ML-Powered Semantic Search for IT Support — Fully Local, Fully Encrypted, Zero Cloud
AssistSupport combines local LLM inference with an ML-powered hybrid search pipeline to generate accurate, KB-informed IT support responses. An ML intent classifier understands query meaning, a cross-encoder reranker sharpens relevance, and a feedback loop continuously improves results — all running on your machine with no data leaving your network.
User asks: "Can I use a flash drive?"
ML Intent: POLICY detected (86% confidence, ML classifier)
Search finds: USB/removable media policy in 21ms
Reranker: Cross-encoder confirms top result relevance
AI drafts: "Per IT Security Policy 4.2, removable storage devices..."
You copy: Paste into Jira — done in under a minute
| Strength | Details |
|---|---|
| ML-Powered Search | TF-IDF + Logistic Regression intent classifier (85.7% accuracy), cross-encoder reranker (ms-marco-MiniLM-L-6-v2), adaptive score fusion |
| Sub-25ms Latency | p50: 8ms, p95: 82ms, avg: 21ms across 3,536 articles — 6x faster than target |
| Fully Offline | All AI inference, search, and encryption run locally. Zero cloud dependencies. No telemetry |
| Military-Grade Encryption | AES-256-CBC (database), AES-256-GCM (tokens), Argon2id key derivation, macOS Keychain integration |
| Compliance Validated | Assessed against HIPAA, GDPR, FISMA, SOC2, ISO 27001, PCI DSS, NIST SP 800-53 |
| Trust-Gated Responses | Confidence modes (answer/clarify/abstain), claim grounding map, citation-aware copy safety for low-confidence output |
| Self-Improving | Feedback loop + KB gap detector surfaces repeated low-confidence/low-rating topics and tracks remediation |
| Ops-Ready | Built-in Operations workspace for deployment preflight/rollback, eval harness runs, triage clustering, and runbook sessions |
| 436 Tests, 90% Coverage | 364 Rust backend + 72 frontend tests. Security, search, ingestion, encryption all covered |
| 190+ API Commands | Expanded Tauri command surface for trust signals, ops workflows, evaluations, integrations, and diagnostics |
Replaced keyword heuristics with a trained ML model.
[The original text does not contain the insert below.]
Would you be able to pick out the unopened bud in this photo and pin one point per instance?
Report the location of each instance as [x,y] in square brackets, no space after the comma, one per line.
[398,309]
TF-IDF vectorization + Logistic Regression trained on 182 examples achieves 85.7% cross-validation accuracy classifying queries as POLICY, PROCEDURE, REFERENCE, or UNKNOWN — with average confidence jumping from 0.4 to 0.8+.
A ms-marco-MiniLM-L-6-v2 cross-encoder rescores search candidates after initial retrieval. Blended scoring (15% cross-encoder + 85% fusion) surfaces the most relevant results while filtering noisy content from attachments and related-article sections.
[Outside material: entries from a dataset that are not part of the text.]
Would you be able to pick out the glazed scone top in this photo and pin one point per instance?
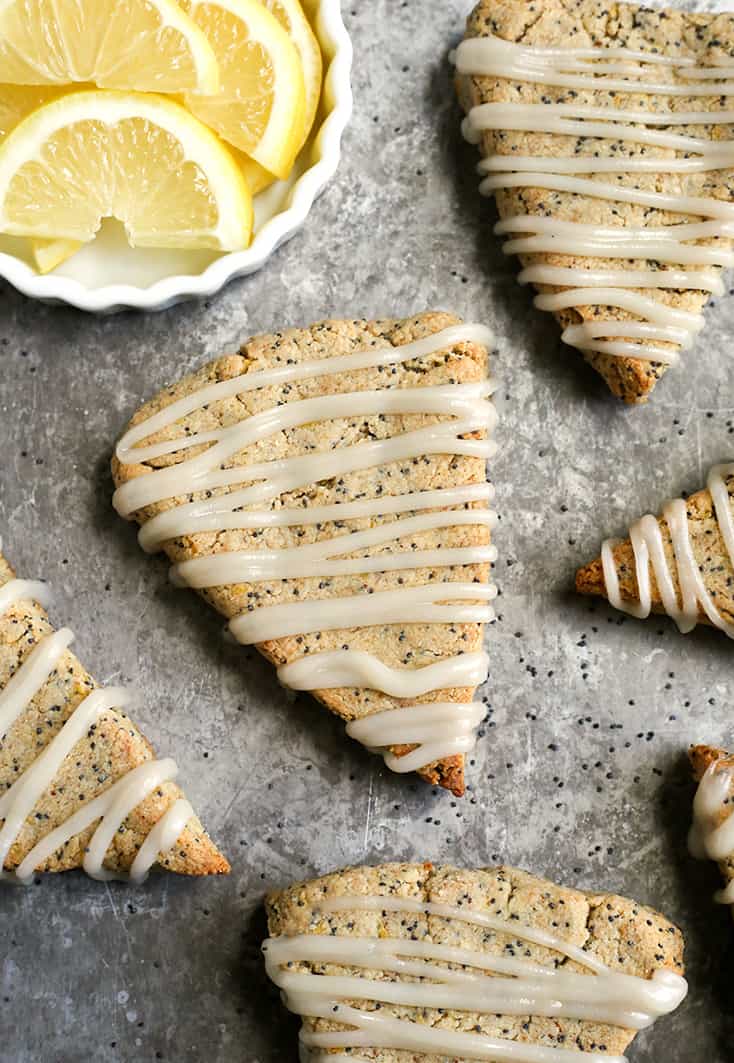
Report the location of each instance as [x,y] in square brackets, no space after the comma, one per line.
[615,217]
[366,439]
[681,562]
[416,945]
[712,833]
[79,785]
User ratings (helpful / not helpful / incorrect) feed back into search scoring. Per-article quality scores (0.5x-1.5x) activate after 3+ ratings, continuously tuning result ranking without manual intervention.
Cleaned 2,912 article titles (avg length 76 -> 57 chars), merged 672 thin chunks into 50 consolidated articles, enriched 40 popular-topic articles, and regenerated 2,597 vector embeddings — raising search quality validation from 20% to 100% on core queries.
BM25 keyword + HNSW vector search across 3,536 articles via PostgreSQL 16 + pgvector, with intent-aware adaptive fusion, category boosting, and live monitoring dashboard.
| Before (keyword search) | Now (ML-powered semantic search) |
|---|---|
| "USB policy" returns 50 docs | "Can I use a flash drive?" returns the right policy |
| "password" returns noise | "How do I reset it?" returns step-by-step guide |
| "VPN" returns networking docs | "Can I work from home?" returns remote work policy |
Generation now returns a confidence assessment (answer / clarify / abstain) and a per-claim grounding map that links claims to cited sources. This adds a trust layer before copy/paste and helps reduce unsupported responses.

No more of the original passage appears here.